Dear Colleagues and Friends of the Arts,

We would really like the evening mixer with the returning troops to go well. That said, I offer here a guide of sorts to obtain maximum enjoyment from your interactions with the soldiers and, at the same time, prevent any needless friction should disagreements arise...

• While our community certainly marvels at the strength and endurance of those longhand writers among us, please spare the soldiers your tales of blisters and cramping.

• Over lunch with Marilyn last week, I offhandedly referred to the Bread Loaf Writers’ Conference as a “boot camp.” I certainly wouldn’t use the same choice of words when speaking to a soldier who has been through the rigors of basic training. Yes, Bread Loaf is pretty intense, but I think you all get the message.

• While I know you all have one, I’ve yet to hear a really good John McCain impression. Please run yours by me before embarrassing yourself in front of the troops.

• A returning airman from the 376th Air Expeditionary Wing has been writing love letters to Joyce Carol Oates from his post in Kyrgyzstan. We’ve set up a surprise spotlight dance. No teasing.

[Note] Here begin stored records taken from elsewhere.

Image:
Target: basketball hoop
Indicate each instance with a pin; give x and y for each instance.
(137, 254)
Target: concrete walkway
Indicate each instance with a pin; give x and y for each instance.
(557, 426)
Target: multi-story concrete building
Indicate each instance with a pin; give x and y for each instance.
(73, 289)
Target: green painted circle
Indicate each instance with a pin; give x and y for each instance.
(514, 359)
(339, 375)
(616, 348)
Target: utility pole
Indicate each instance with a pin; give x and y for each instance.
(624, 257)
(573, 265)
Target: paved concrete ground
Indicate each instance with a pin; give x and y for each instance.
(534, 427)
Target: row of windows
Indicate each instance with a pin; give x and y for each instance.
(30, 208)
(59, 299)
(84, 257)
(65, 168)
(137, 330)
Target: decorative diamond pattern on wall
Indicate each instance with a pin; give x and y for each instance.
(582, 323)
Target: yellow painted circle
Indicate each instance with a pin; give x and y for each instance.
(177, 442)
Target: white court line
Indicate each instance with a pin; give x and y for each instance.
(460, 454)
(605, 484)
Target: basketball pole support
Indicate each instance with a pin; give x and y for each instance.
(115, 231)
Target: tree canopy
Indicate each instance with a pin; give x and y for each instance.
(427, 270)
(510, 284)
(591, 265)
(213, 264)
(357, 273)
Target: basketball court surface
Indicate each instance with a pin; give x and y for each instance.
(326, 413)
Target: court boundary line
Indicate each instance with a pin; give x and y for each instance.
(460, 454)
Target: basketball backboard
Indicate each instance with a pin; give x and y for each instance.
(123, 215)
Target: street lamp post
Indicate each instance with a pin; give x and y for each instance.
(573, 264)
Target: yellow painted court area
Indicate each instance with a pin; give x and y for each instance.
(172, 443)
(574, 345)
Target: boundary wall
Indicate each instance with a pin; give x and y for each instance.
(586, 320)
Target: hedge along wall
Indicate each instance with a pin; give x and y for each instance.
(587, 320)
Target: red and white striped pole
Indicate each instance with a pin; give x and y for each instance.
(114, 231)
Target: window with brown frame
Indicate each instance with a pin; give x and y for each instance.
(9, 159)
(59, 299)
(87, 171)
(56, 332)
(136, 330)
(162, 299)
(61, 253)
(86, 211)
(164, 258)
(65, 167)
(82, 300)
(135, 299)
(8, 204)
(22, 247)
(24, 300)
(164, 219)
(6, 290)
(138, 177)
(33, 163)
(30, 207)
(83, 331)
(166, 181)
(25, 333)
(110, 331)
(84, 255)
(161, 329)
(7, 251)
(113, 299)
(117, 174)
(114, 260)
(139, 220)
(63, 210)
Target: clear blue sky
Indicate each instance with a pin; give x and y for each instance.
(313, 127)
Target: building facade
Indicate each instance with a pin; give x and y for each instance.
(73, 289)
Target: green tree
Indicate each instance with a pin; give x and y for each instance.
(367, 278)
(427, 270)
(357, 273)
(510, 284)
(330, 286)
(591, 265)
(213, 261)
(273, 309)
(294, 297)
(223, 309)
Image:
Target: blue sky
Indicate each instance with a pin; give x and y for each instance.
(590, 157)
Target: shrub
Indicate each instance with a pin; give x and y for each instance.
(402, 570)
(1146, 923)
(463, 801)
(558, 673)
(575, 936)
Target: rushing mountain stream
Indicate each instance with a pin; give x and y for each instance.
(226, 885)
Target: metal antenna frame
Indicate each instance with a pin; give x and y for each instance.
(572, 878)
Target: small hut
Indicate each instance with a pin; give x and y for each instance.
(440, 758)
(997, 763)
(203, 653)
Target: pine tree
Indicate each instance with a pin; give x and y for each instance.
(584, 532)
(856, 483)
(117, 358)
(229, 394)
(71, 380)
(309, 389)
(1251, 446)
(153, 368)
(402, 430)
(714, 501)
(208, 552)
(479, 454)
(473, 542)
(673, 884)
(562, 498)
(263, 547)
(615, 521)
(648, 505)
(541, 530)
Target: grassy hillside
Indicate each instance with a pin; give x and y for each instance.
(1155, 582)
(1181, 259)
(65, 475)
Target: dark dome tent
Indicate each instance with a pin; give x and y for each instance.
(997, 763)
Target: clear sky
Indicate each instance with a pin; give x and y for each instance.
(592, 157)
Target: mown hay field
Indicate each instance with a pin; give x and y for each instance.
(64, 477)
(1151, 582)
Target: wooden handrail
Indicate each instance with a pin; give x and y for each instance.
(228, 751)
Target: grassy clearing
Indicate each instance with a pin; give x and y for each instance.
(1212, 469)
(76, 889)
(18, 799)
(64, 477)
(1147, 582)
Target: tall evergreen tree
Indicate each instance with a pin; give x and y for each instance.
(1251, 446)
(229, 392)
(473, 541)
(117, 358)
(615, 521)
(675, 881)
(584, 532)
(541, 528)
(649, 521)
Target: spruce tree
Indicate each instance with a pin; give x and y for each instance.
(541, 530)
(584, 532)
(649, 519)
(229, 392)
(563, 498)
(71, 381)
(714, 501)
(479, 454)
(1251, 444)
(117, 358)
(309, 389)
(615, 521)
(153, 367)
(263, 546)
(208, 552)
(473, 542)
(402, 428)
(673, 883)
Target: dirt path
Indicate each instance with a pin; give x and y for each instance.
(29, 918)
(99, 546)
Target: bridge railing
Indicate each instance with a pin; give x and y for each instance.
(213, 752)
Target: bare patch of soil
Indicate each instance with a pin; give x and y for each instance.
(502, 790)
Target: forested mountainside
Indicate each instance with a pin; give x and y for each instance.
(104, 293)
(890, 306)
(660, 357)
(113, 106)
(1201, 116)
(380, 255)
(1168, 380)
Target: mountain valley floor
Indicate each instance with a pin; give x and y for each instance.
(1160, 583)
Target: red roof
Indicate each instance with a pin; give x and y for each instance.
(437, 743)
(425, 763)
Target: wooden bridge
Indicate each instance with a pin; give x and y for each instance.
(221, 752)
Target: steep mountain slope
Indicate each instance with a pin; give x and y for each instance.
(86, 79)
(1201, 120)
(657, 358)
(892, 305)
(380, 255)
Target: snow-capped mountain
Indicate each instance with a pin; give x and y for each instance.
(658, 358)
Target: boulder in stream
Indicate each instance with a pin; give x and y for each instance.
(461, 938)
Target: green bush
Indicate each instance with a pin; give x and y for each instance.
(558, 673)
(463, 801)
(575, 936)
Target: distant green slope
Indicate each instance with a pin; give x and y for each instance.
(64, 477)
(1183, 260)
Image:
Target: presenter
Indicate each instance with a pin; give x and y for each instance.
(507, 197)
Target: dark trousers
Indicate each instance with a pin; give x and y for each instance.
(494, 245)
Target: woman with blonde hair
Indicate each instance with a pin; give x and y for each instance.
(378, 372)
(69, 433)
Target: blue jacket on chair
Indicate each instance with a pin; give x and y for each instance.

• Ceding to the request of a group from Fort Bliss, Texas, we’ve invited the Bush twins for a meet & greet. Please treat them with the respect you would accord your own children. But go ahead and drink with them. It is a party.

• Politely accept all battlefield experience manuscripts. While the follow-up calls could prove awkward, shoving a copy in your bag and saying you’ll read it before bed is the patriotic thing to do.

• A certain member of the Joint Chiefs of Staff likes to give “wedgies.” This has led to a tacit endorsement of the practice down through the ranks. If you happen to get cornered, try to laugh goodheartedly during the “pull.” Remember, these are our guests.